Wintersmith once more features the teenaged protagonist Tiffany Aching, a trainee-witch, vetinarian and rather proficient cheese maker. With a wisdom beyond her years and followed by her familiars the Nac Mac Feegles, Tiffany always gives her monsters a good drubbing. The series is likely to conclude in next year’s novel I Shall Wear Midnight, in which she eventually, unstoppably, qualifies.

In the meantime, she is placed under the experienced care of a weird old lady whom none of the other apprentices would touch with someone else’s broomstick. Tiffany quickly realises that if anything is too weird, it’s probably just theatre. People are trusted more in their jobs if they have the right uniform, the right kind of equipment. For a witch, that’s probably bones from a mail-order joke shop, but if it does the trick…

It isn’t long before the heroine bundles headlong into her latest supernatural entanglement. The Black Morris is a sort of anti-morris dance which secretively closes down a summer which the better known kind of morris heralds. It has to happen, or the seasons do not turn. Yes, I know it defies reason, but it says here that morris dances have to happen.

Tiffany finds herself drawn into the dance and hence to the attention of the primal elemental force known as The Wintersmith. Sometimes it’s best not to intrigue someone who’s balancing a dozen spinning bottles, since the mess takes some getting used to. Of course, as the Feegles follow her (a tribe of unruly ‘pictsies’ who believe they have died in another world and come here), there’s a good chance the bottles will be stolen before they hit the ground. Apparently, in the underworld, they’re still finding them.

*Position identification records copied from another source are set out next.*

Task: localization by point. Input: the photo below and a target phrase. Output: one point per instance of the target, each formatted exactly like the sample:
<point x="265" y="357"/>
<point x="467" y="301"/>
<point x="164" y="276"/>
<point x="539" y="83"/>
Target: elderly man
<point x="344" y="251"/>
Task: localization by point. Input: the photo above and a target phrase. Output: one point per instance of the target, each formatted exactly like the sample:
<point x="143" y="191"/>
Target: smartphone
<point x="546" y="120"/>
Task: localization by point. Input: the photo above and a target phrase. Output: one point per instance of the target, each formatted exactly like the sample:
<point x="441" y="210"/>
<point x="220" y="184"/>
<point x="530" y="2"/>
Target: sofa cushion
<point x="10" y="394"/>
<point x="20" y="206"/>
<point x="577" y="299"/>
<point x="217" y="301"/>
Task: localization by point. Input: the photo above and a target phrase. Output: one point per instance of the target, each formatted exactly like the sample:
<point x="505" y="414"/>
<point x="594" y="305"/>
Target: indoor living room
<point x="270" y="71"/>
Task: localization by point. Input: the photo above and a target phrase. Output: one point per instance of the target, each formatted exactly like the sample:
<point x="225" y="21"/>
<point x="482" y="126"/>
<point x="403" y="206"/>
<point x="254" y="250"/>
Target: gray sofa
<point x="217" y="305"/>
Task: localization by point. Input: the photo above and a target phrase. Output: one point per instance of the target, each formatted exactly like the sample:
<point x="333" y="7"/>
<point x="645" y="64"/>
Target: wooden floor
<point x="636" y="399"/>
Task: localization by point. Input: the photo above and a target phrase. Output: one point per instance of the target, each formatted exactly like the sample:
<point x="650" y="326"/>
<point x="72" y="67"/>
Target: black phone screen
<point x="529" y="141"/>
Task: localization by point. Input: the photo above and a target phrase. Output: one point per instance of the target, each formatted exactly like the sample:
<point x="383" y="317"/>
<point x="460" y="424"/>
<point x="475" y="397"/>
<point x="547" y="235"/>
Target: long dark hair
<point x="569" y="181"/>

For me, there is a highlight to this book. A splendid conceit. Picture wagons, heavily loaded with stacks and stacks of books and drawn into a defensive circle. In the icy blast of a frozen moorland, a group of bewildered travelling librarians are gathered around their fading fire wondering if there is, indeed, anything left to burn.

Another Pratchett then. Not topical or shocking. Just consistent, reliable, and written for a society where authors, as entertainers, are valued for what they can do.